C’est la raison pour laquelle le protocole des autorités sanitaires est si stricte.
L’abattage total c’est ce qui permet d’éviter d’avoir des animaux qui restent malades et d’éviter de laisser la maladie évoluer à bas bruit dans le cheptel.
En cas d’épidémie, la France risquerait de ne plus pouvoir exporter ses bovins dans le reste de l’Union Européenne. L’enjeu est davantage économique que sanitaire car bien que la maladie soit transmissible à l’homme, elle l’est dans de très rares cas (à peine de 2% des causes de tuberculose).

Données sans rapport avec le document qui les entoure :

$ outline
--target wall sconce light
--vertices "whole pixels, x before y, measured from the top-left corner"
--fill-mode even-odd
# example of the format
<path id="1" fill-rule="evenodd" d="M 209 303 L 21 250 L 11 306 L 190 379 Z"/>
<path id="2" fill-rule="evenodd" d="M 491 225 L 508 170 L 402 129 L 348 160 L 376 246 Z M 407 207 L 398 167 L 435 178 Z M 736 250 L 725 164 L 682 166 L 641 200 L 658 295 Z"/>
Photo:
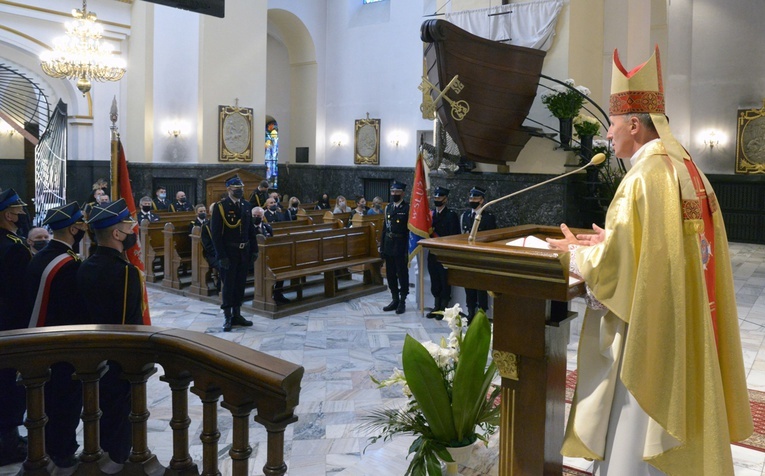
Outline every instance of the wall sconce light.
<path id="1" fill-rule="evenodd" d="M 186 124 L 178 120 L 168 122 L 166 127 L 167 127 L 167 134 L 176 138 L 188 132 L 188 128 L 186 127 Z"/>
<path id="2" fill-rule="evenodd" d="M 388 142 L 390 142 L 390 145 L 393 147 L 404 145 L 404 136 L 400 132 L 394 132 L 388 136 Z"/>
<path id="3" fill-rule="evenodd" d="M 334 147 L 342 147 L 344 144 L 347 144 L 347 143 L 348 143 L 348 136 L 346 136 L 345 134 L 340 134 L 340 133 L 338 133 L 338 134 L 334 134 L 334 135 L 333 135 L 333 136 L 332 136 L 332 137 L 329 139 L 329 141 L 330 141 L 330 143 L 331 143 L 331 144 L 332 144 Z"/>
<path id="4" fill-rule="evenodd" d="M 15 132 L 16 132 L 16 130 L 13 127 L 11 127 L 10 124 L 8 124 L 4 120 L 0 119 L 0 134 L 8 135 L 9 137 L 13 137 L 13 134 Z"/>
<path id="5" fill-rule="evenodd" d="M 714 129 L 708 130 L 704 134 L 704 147 L 709 147 L 710 150 L 715 147 L 719 147 L 722 142 L 722 134 Z"/>

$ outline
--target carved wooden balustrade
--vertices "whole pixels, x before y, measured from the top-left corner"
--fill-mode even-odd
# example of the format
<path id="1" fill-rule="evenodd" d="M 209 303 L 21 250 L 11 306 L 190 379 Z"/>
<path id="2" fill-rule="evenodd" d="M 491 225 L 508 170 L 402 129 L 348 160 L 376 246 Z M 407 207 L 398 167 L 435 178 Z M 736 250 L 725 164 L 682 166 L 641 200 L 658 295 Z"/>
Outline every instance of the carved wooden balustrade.
<path id="1" fill-rule="evenodd" d="M 249 416 L 266 428 L 268 446 L 263 472 L 283 475 L 284 430 L 297 420 L 303 367 L 198 332 L 153 326 L 88 325 L 21 329 L 0 333 L 0 366 L 15 368 L 19 383 L 26 388 L 29 451 L 22 473 L 49 474 L 44 427 L 47 422 L 43 390 L 50 366 L 69 362 L 73 378 L 82 382 L 83 437 L 77 474 L 100 475 L 98 403 L 99 379 L 107 370 L 107 360 L 119 362 L 123 376 L 131 384 L 133 429 L 132 453 L 119 474 L 220 475 L 218 470 L 218 403 L 231 413 L 233 443 L 229 451 L 231 474 L 249 474 Z M 173 457 L 167 468 L 147 447 L 146 383 L 156 372 L 165 371 L 160 380 L 172 395 Z M 189 456 L 188 391 L 202 402 L 203 421 L 200 440 L 203 447 L 201 473 Z M 222 401 L 220 400 L 222 397 Z"/>

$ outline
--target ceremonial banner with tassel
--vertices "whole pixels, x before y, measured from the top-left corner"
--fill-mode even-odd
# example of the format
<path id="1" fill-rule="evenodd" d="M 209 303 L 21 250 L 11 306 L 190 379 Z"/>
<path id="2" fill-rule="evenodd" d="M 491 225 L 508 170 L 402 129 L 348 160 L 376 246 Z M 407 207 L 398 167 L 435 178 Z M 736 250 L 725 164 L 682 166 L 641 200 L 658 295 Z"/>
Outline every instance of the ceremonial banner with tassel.
<path id="1" fill-rule="evenodd" d="M 120 198 L 125 199 L 130 216 L 133 220 L 136 219 L 135 199 L 133 199 L 133 187 L 130 185 L 130 174 L 127 168 L 127 159 L 125 158 L 125 150 L 122 148 L 122 142 L 117 138 L 117 182 L 119 188 Z M 138 227 L 138 221 L 133 225 L 133 232 L 136 236 L 141 235 L 141 230 Z M 141 305 L 141 311 L 143 314 L 143 323 L 147 326 L 151 325 L 151 317 L 149 316 L 149 296 L 146 293 L 146 281 L 144 280 L 144 268 L 143 261 L 141 261 L 141 240 L 138 240 L 136 245 L 127 250 L 126 255 L 128 261 L 140 270 L 141 276 L 141 294 L 143 303 Z"/>
<path id="2" fill-rule="evenodd" d="M 414 187 L 412 187 L 412 201 L 409 205 L 409 262 L 420 250 L 419 241 L 429 238 L 433 232 L 433 215 L 428 205 L 428 185 L 426 183 L 425 165 L 422 160 L 422 152 L 417 155 L 417 163 L 414 166 Z"/>

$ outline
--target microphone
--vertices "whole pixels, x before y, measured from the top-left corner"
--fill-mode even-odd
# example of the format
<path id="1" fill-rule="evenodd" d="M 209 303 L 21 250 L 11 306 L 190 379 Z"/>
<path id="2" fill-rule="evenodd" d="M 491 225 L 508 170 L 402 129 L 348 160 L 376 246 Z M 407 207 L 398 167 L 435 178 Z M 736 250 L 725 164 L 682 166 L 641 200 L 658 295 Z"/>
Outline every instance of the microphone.
<path id="1" fill-rule="evenodd" d="M 478 227 L 481 224 L 481 215 L 483 214 L 483 211 L 486 210 L 490 205 L 494 205 L 497 202 L 501 202 L 502 200 L 507 200 L 508 198 L 514 197 L 516 195 L 520 195 L 522 193 L 528 192 L 529 190 L 535 189 L 537 187 L 541 187 L 542 185 L 547 185 L 550 182 L 554 182 L 555 180 L 562 179 L 563 177 L 567 177 L 571 174 L 575 174 L 577 172 L 581 172 L 582 170 L 586 169 L 590 165 L 600 165 L 606 160 L 606 154 L 604 153 L 598 153 L 593 156 L 592 159 L 590 159 L 589 162 L 587 162 L 583 167 L 579 167 L 576 170 L 572 170 L 571 172 L 566 172 L 563 175 L 558 175 L 557 177 L 553 177 L 551 179 L 545 180 L 544 182 L 539 182 L 537 184 L 534 184 L 530 187 L 526 187 L 524 189 L 518 190 L 517 192 L 513 192 L 509 195 L 505 195 L 504 197 L 499 197 L 495 200 L 492 200 L 488 202 L 486 205 L 482 206 L 480 210 L 478 210 L 478 213 L 475 214 L 475 220 L 473 221 L 473 228 L 470 230 L 470 236 L 468 236 L 468 243 L 474 244 L 475 243 L 475 235 L 478 233 Z"/>

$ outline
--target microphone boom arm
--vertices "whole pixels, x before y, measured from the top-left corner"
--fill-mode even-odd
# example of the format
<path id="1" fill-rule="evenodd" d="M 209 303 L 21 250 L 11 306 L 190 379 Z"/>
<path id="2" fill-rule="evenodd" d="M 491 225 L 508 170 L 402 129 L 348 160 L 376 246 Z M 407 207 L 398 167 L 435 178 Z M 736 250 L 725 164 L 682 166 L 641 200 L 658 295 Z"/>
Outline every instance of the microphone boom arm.
<path id="1" fill-rule="evenodd" d="M 518 191 L 513 192 L 513 193 L 511 193 L 509 195 L 505 195 L 504 197 L 499 197 L 499 198 L 496 198 L 496 199 L 488 202 L 486 205 L 482 206 L 481 209 L 478 210 L 478 212 L 475 214 L 475 220 L 473 221 L 473 228 L 470 229 L 470 235 L 468 236 L 468 243 L 475 244 L 475 235 L 476 235 L 476 233 L 478 233 L 478 227 L 481 224 L 481 215 L 483 214 L 483 211 L 486 210 L 489 206 L 494 205 L 495 203 L 501 202 L 503 200 L 507 200 L 508 198 L 512 198 L 512 197 L 514 197 L 516 195 L 520 195 L 521 193 L 527 192 L 527 191 L 535 189 L 537 187 L 541 187 L 542 185 L 547 185 L 548 183 L 554 182 L 554 181 L 556 181 L 558 179 L 562 179 L 563 177 L 567 177 L 567 176 L 575 174 L 577 172 L 581 172 L 582 170 L 586 169 L 590 165 L 599 165 L 599 164 L 603 163 L 603 161 L 605 161 L 605 160 L 606 160 L 605 154 L 603 154 L 603 153 L 595 154 L 595 156 L 589 162 L 587 162 L 587 164 L 585 164 L 582 167 L 579 167 L 576 170 L 572 170 L 571 172 L 567 172 L 567 173 L 565 173 L 563 175 L 558 175 L 558 176 L 553 177 L 551 179 L 545 180 L 544 182 L 539 182 L 539 183 L 534 184 L 534 185 L 532 185 L 530 187 L 526 187 L 526 188 L 524 188 L 522 190 L 518 190 Z"/>

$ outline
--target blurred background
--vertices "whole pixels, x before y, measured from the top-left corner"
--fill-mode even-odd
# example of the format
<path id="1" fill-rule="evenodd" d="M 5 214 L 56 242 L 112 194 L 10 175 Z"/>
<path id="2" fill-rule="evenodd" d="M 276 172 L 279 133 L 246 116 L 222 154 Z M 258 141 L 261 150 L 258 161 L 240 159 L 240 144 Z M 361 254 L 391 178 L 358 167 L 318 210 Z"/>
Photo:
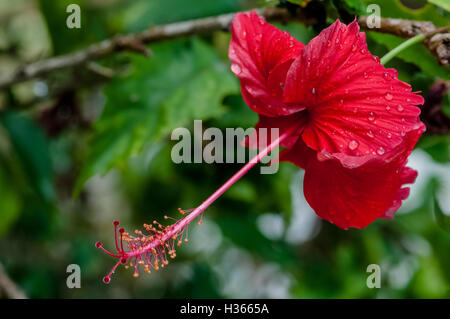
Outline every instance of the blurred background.
<path id="1" fill-rule="evenodd" d="M 0 74 L 116 34 L 279 2 L 0 0 Z M 71 3 L 81 29 L 66 27 Z M 371 3 L 383 17 L 449 25 L 445 0 L 283 0 L 317 22 L 276 25 L 307 43 Z M 367 38 L 380 57 L 403 41 Z M 204 128 L 256 123 L 229 70 L 229 40 L 214 32 L 165 41 L 149 47 L 151 57 L 122 52 L 0 91 L 1 277 L 30 298 L 449 298 L 450 72 L 422 44 L 388 65 L 438 119 L 411 156 L 419 177 L 393 221 L 339 229 L 312 212 L 298 168 L 254 169 L 190 228 L 168 267 L 138 279 L 120 267 L 102 283 L 115 260 L 94 244 L 113 247 L 113 220 L 132 231 L 176 216 L 241 167 L 170 159 L 170 132 L 192 130 L 194 119 Z M 66 286 L 69 264 L 81 267 L 80 289 Z M 366 286 L 369 264 L 381 266 L 380 289 Z M 8 297 L 2 287 L 0 296 Z"/>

Quelle situation en Normandie ?
"On a clairement une résurgence des cas. Alors, ce n’est pas non plus un phénomène hyper contagieux où il y a des dizaines de cas, mais on a une recrudescence après une période de calme de pratiquement 30 ans", estime Pierre-Hugues Pitel, directeur du pôle santé et recherche du laboratoire LABEO. D’abord dans la Suisse Normande, puis dans la plaine de Caen et désormais dans le Bessin, le nombre de cas de tuberculose bovine augmente fortement et les contrôles vétérinaires se multiplient.
C'est dans le Calvados, en 2013 que le premier bovin a été touché par la maladie. En 2018, cinq cas de tuberculose bovine ont été détectés en Normandie entraînant l’abattage de 600 animaux dans le Calvados et l’Orne. Cette année 2021 n’a pas été épargnée : 1000 bovins ont été abattus en février pour endiguer la contamination. S’ajoute en ce mois de mai, les 170 vaches de la ferme du Bessin et 500 bêtes de celle d’Evrecy.
Selon les autorités, si le protocole est nécessaire pour éviter toute épidémie, l’abattage du troupeau en contact avec les cas positifs à la tuberculose est un drame pour les éleveurs. Bien qu’indemnisés il leur faut ensuite des mois pour reconstituer leur cheptel et le manque à gagner est important. Nicolas Fontaine, de la ferme du Bessin a d’ailleurs pris sa décision : il va vendre son exploitation.